A Multi-View Deep Evidential Learning Approach for Mammogram Density Classification

Artificial intelligence algorithms, specifically deep learning, can assist radiologists by automating mammogram density assessment. However, trust in such algorithms must be established before they are widely adopted in clinical settings. In this study, we present an evidential deep learning approach called MV-DEFEAT, incorporating the strength of Dempster Shafer evidential theory and subjective logic, for the mammogram density classification task. The framework combines evidence from multiple mammograms' views to mimic a radiologist decision making process. In this study, we utilized four open-source datasets, namely VinDr-Mammo, DDSM, CMMD, and VTB, to mitigate inherent biases and provide a diverse representation of the data.
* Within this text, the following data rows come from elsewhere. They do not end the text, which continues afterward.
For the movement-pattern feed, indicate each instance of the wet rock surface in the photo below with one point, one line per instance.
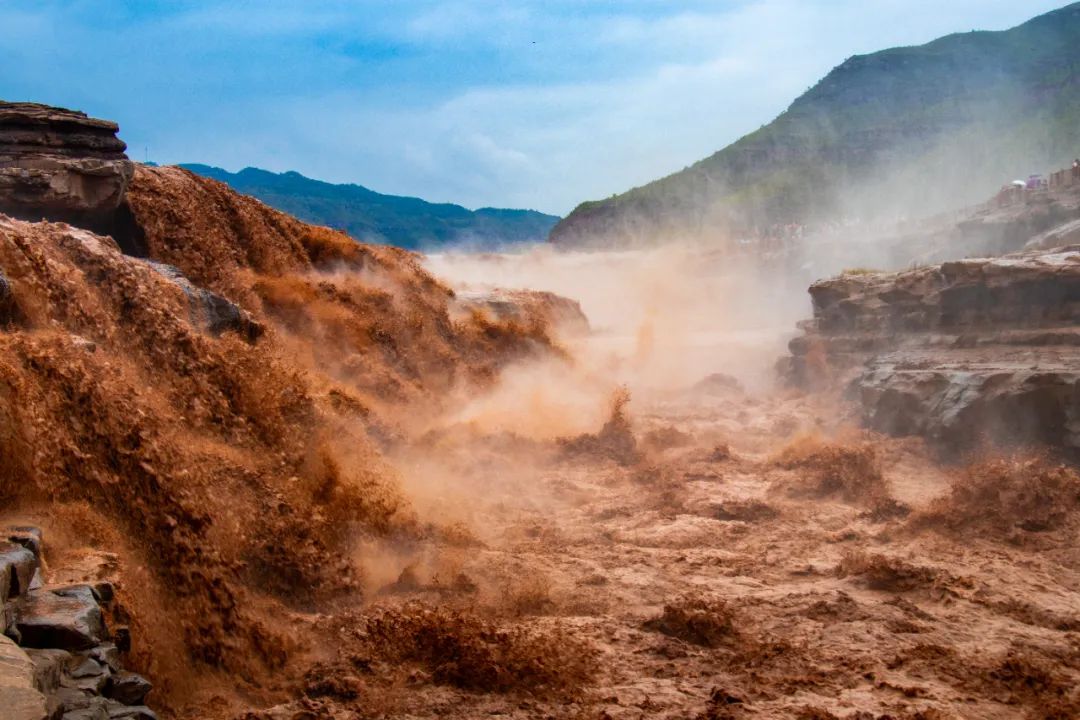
(58, 657)
(966, 352)
(214, 312)
(59, 164)
(526, 307)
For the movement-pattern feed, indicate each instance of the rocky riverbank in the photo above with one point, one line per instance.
(63, 649)
(963, 353)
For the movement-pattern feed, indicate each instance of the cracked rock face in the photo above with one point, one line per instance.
(963, 353)
(59, 164)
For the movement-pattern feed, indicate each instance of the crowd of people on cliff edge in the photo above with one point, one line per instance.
(1017, 190)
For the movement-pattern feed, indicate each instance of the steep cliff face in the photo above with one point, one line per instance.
(966, 352)
(907, 131)
(215, 410)
(59, 164)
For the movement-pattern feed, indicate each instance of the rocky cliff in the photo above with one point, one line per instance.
(59, 164)
(207, 393)
(907, 131)
(969, 352)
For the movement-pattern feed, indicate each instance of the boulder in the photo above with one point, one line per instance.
(95, 710)
(69, 620)
(19, 700)
(59, 164)
(50, 667)
(29, 538)
(118, 711)
(129, 688)
(211, 310)
(17, 566)
(526, 308)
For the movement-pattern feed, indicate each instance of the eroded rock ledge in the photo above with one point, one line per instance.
(58, 656)
(61, 165)
(966, 352)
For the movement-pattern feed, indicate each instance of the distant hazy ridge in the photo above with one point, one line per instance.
(907, 131)
(377, 218)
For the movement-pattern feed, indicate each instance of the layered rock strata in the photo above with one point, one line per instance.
(58, 657)
(61, 165)
(970, 352)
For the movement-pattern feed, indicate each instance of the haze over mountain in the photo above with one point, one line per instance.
(907, 131)
(373, 217)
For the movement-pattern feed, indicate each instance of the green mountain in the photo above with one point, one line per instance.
(373, 217)
(903, 132)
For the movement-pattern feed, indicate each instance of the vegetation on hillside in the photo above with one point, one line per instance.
(899, 132)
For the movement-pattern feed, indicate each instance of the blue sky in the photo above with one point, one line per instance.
(523, 104)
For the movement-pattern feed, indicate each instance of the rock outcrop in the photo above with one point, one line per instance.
(220, 465)
(58, 659)
(61, 165)
(966, 352)
(527, 308)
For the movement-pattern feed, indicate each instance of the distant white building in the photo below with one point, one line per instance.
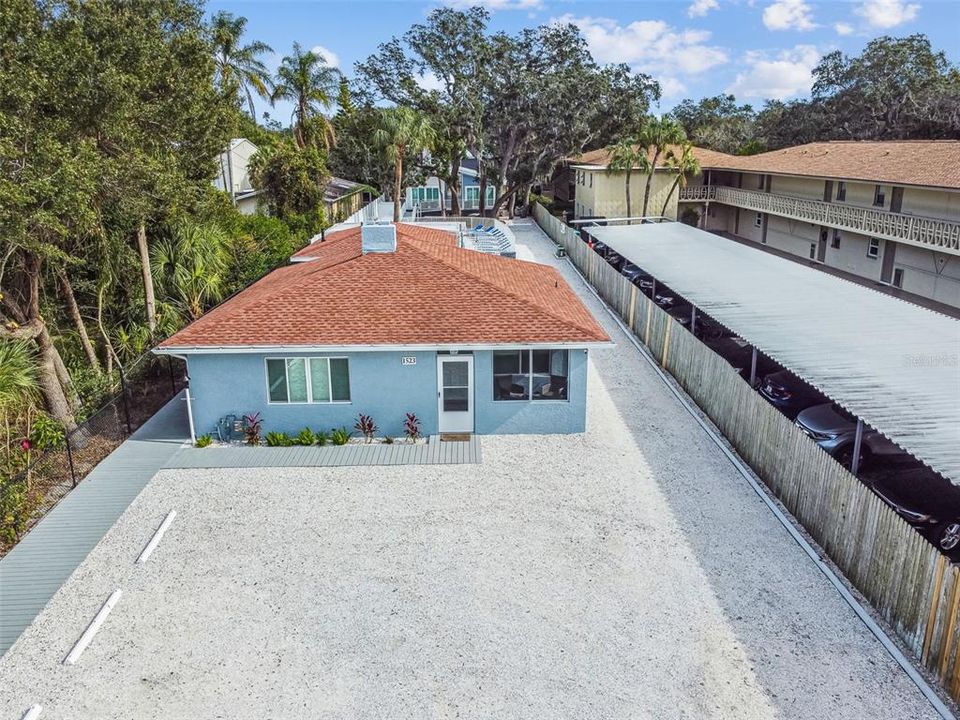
(234, 175)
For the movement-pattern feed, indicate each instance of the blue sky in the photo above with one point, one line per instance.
(756, 49)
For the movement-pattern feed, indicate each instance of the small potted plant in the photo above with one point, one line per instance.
(251, 429)
(366, 427)
(411, 427)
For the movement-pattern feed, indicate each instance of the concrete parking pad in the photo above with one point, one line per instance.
(625, 573)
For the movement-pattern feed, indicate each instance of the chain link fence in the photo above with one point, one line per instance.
(139, 391)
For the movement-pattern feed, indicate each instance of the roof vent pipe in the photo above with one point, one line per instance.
(378, 238)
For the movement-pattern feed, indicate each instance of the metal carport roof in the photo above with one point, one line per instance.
(894, 364)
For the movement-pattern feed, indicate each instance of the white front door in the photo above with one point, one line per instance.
(455, 392)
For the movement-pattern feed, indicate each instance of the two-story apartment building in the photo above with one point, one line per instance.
(884, 213)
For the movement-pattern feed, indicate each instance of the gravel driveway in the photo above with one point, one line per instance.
(629, 572)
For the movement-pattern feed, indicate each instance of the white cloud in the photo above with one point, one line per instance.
(429, 81)
(787, 74)
(699, 8)
(671, 87)
(494, 5)
(788, 15)
(328, 56)
(886, 13)
(650, 46)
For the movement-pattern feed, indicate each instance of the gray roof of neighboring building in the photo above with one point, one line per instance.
(894, 364)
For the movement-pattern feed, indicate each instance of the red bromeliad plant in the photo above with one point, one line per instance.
(411, 427)
(251, 428)
(366, 426)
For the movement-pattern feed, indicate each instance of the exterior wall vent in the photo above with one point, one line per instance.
(378, 238)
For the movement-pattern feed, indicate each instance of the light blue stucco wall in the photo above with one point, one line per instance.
(235, 384)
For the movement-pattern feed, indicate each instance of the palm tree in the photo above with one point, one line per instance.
(306, 80)
(625, 156)
(656, 135)
(238, 66)
(19, 382)
(684, 164)
(191, 267)
(402, 132)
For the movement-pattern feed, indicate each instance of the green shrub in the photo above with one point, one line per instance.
(306, 437)
(275, 439)
(46, 433)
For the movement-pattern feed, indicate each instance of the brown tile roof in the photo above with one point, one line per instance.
(929, 163)
(601, 157)
(428, 292)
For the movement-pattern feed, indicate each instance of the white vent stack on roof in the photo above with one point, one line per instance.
(378, 238)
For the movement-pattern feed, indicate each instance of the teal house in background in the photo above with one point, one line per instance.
(386, 319)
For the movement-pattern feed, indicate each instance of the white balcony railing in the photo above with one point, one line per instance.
(934, 233)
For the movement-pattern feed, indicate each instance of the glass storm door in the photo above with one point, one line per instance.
(455, 392)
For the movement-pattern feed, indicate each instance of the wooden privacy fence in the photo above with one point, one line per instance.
(913, 586)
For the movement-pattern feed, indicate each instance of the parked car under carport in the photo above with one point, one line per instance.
(834, 430)
(926, 500)
(789, 394)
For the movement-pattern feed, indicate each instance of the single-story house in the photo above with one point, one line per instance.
(385, 320)
(342, 198)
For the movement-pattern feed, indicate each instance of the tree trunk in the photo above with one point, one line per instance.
(111, 353)
(646, 192)
(454, 186)
(482, 201)
(673, 188)
(50, 365)
(74, 311)
(148, 294)
(397, 182)
(627, 188)
(54, 380)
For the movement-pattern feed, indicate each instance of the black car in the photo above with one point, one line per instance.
(709, 329)
(607, 254)
(739, 354)
(926, 500)
(789, 394)
(637, 276)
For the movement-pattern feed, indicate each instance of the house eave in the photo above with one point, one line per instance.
(430, 347)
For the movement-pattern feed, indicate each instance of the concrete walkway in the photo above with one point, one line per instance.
(35, 569)
(434, 452)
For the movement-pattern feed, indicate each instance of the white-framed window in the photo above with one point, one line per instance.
(308, 380)
(879, 196)
(425, 194)
(530, 375)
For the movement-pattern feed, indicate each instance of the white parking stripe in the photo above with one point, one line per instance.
(156, 537)
(92, 628)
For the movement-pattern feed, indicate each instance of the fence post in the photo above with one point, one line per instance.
(173, 382)
(73, 472)
(126, 408)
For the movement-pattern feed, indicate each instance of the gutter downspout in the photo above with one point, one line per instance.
(186, 390)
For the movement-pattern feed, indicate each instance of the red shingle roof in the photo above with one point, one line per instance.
(428, 292)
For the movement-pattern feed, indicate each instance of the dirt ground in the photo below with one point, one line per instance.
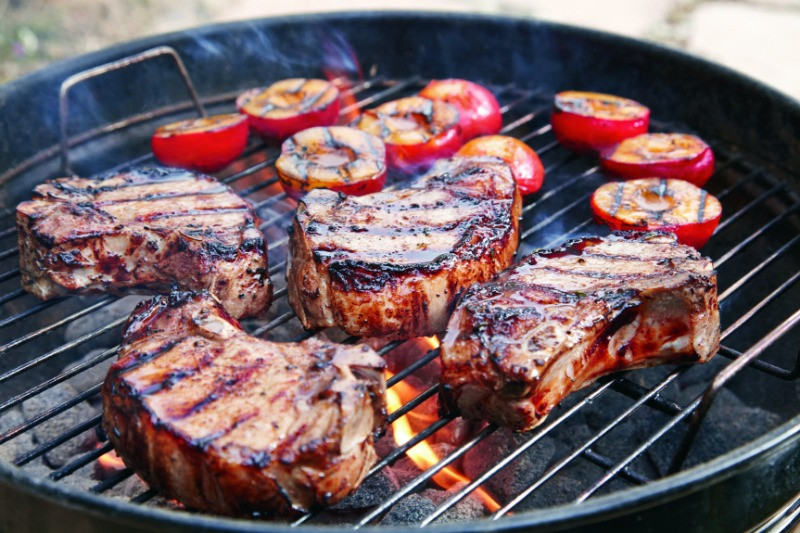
(758, 37)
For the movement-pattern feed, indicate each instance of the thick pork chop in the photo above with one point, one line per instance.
(233, 424)
(392, 264)
(143, 229)
(558, 320)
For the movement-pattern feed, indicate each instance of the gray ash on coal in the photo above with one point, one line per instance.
(410, 510)
(372, 492)
(520, 473)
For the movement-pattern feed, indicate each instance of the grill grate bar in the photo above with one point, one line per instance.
(718, 382)
(558, 214)
(523, 119)
(80, 462)
(63, 376)
(569, 233)
(761, 266)
(50, 413)
(425, 476)
(550, 472)
(247, 191)
(781, 373)
(552, 192)
(251, 170)
(393, 89)
(55, 325)
(61, 349)
(760, 305)
(757, 201)
(535, 133)
(393, 456)
(635, 391)
(739, 183)
(45, 447)
(28, 312)
(505, 461)
(755, 235)
(605, 462)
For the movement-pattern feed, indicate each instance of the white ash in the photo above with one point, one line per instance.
(410, 510)
(372, 492)
(520, 473)
(470, 507)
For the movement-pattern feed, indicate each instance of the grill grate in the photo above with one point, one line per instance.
(756, 202)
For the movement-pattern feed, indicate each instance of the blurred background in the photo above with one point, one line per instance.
(758, 37)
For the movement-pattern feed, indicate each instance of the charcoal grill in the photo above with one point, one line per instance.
(102, 120)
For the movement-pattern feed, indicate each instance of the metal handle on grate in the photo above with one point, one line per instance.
(75, 79)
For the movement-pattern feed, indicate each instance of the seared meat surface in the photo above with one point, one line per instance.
(233, 424)
(392, 264)
(143, 229)
(559, 319)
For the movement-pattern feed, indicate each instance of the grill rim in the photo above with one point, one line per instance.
(597, 509)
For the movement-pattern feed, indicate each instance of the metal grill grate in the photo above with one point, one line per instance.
(754, 245)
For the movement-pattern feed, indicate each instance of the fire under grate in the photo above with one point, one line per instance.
(605, 438)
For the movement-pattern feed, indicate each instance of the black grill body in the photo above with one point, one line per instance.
(753, 130)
Our experimental findings demonstrate MV-DEFEAT's superior performance in terms of weighted macro-average area under the receiver operating curves (AUCs) compared to the state-of-the-art multi-view deep learning model, referred to as MVDL. MV-DEFEAT yields a relative improvement of 12.57%, 14.51%, 19.9%, and 22.53%, on the VTB, VinDr-Mammo, CMMD, and DDSM datasets, respectively, for the mammogram density classification task. Additionally, for BIRADS classification and the classification of mammograms as benign or malignant, MV-DEFEAT exhibits substantial enhancements compared to MVDL, with a relative improvement of 31.46% and 50.78% on the DDSM and VinDr-Mammo datasets, respectively. These results underscore the efficacy of our approach. Through meticulous curation of diverse datasets and comprehensive comparative analyses, we ensure the robustness and reliability of our findings, thereby enhancing trust to adopt MV-DEFEAT framework for various mammogram assessment tasks in clinical settings.